C++/CX は、イベント メンバーまたはイベント ブロックの宣言をサポートしています。イベント メンバーは、イベント ブロックを簡略的に宣言する手段です。既定では、イベント メンバーはイベント ブロックで明示的に宣言される add() 関数、remove() 関数、および raise() 関数を宣言します。イベント メンバーの関数をカスタマイズするには、イベント ブロックを宣言した後で必要な関数をオーバーライドします。

Syntax

// event data member
modifier event delegate^ event_name;   

// event block
modifier event delegate^ event_name 
{
   modifier return_value add(delegate^ name);
   modifier void remove(delegate^ name);
   modifier void raise(parameters);
}

Parameters

  • modifier
    イベントの宣言またはイベントのアクセサー メソッドで使用できる修飾子。

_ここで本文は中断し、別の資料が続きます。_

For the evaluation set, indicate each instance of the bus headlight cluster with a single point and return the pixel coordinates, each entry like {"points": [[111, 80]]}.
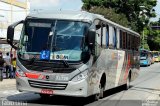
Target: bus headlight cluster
{"points": [[19, 72], [81, 76]]}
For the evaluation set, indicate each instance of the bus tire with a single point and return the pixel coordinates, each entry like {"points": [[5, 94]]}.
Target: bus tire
{"points": [[101, 88]]}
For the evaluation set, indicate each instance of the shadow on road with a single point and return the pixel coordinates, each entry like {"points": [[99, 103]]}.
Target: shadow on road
{"points": [[31, 98]]}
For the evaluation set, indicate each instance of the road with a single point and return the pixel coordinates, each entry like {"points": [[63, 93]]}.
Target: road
{"points": [[145, 91]]}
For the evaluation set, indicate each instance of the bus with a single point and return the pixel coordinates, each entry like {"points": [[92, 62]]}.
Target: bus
{"points": [[156, 56], [74, 53], [145, 58]]}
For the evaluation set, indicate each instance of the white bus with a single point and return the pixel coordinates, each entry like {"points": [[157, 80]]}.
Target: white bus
{"points": [[75, 54]]}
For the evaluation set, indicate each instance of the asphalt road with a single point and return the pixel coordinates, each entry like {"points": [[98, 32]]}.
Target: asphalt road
{"points": [[144, 91]]}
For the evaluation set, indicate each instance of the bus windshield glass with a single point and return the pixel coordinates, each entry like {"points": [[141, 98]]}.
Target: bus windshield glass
{"points": [[53, 40]]}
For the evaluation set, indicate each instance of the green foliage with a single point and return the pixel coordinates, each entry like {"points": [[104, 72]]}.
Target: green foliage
{"points": [[137, 12], [110, 14]]}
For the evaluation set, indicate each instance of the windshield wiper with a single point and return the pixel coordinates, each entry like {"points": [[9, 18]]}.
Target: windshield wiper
{"points": [[32, 60], [65, 63]]}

使用可能な値は static と virtual です。

  • delegate
    デリゲート。このデリゲートのシグネチャがイベント ハンドラーと一致する必要があります。

  • event_name
    イベントの名前。

  • return_value
    イベントのアクセサー メソッドの戻り値。検証可能にするために、戻り値の型は void である必要があります。

  • parameters
    (省略可能) raise メソッドのパラメーター。これは delegate パラメーターのシグネチャに一致します。

解説

イベントとは、イベントのトリガーに応答した、デリゲートとメンバー関数 (イベント ハンドラー) の間の関連付けです。イベントによって、任意のクラスのクライアントが、基になるデリゲートのシグネチャおよび戻り値の型に準拠したメソッドを登録できます。

イベント宣言には 2 つの種類があります。

  • イベント データ メンバー
    コンパイラが自動的にデリゲート型のメンバーの形でイベント用のストレージを作成し、内部の add()、remove()、および raise() の各メンバー関数を作成します。イベント データ メンバーはクラス内で宣言する必要があります。デリゲートの戻り値の型と、イベント ハンドラーの戻り値の型が一致する必要があります。

  • イベント ブロック
    イベント ブロックを使用して、add()、remove()、および raise() の各メソッドの動作を明示的に宣言し、カスタマイズすることができます。

イベント ハンドラーの追加と削除には、operators+= および operator-= を使用するか、add() メソッドおよび remove() メソッドを明示的に呼び出します。

event は状況依存のキーワードです。詳細については、「状況依存のキーワード (C++ コンポーネント拡張)」を参照してください。

Windows ランタイム

4b612y2s.collapse_all(ja-jp,VS.110).gif解説

詳細については、「イベント (C++/CX)」を参照してください。

イベント ハンドラーを追加した後で削除する場合は、追加操作で返される EventRegistrationToken 構造体を保存する必要があります。その後の削除操作で、削除するイベント ハンドラーを識別するために、保存しておいた EventRegistrationToken 構造体を使用します。

4b612y2s.collapse_all(ja-jp,VS.110).gif要件

Compiler option: /ZW

共通言語ランタイム

event キーワードを使用して、イベントを宣言できます。イベントは、何か重要なことが起きたことをクラスで通知するための手段です。

Syntax

// event data member
modifier event delegate^ event_name; 

// event block
modifier event delegate^ event_name 
{
   modifier return_value add(delegate^ name);
   modifier void remove(delegate^ name);
   modifier void raise(parameters);
}

Parameters

  • modifier
    A modifier that can be used on either the event declaration or an event accessor method.使用可能な値は static と virtual です。

  • delegate
    The delegate, whose signature the event handler must match.

  • event_name
    The name of the event.

  • return_value
    The return value of the event accessor method.To be verifiable, the return type must be void.

  • parameters
    (optional) Parameters for the raise method, which match the signature of the delegate parameter.

解説

An event is an association between a delegate and a member function (event handler) that responds to the triggering of the event and allows clients from any class to register methods that comply with the signature and return type of the underlying delegate.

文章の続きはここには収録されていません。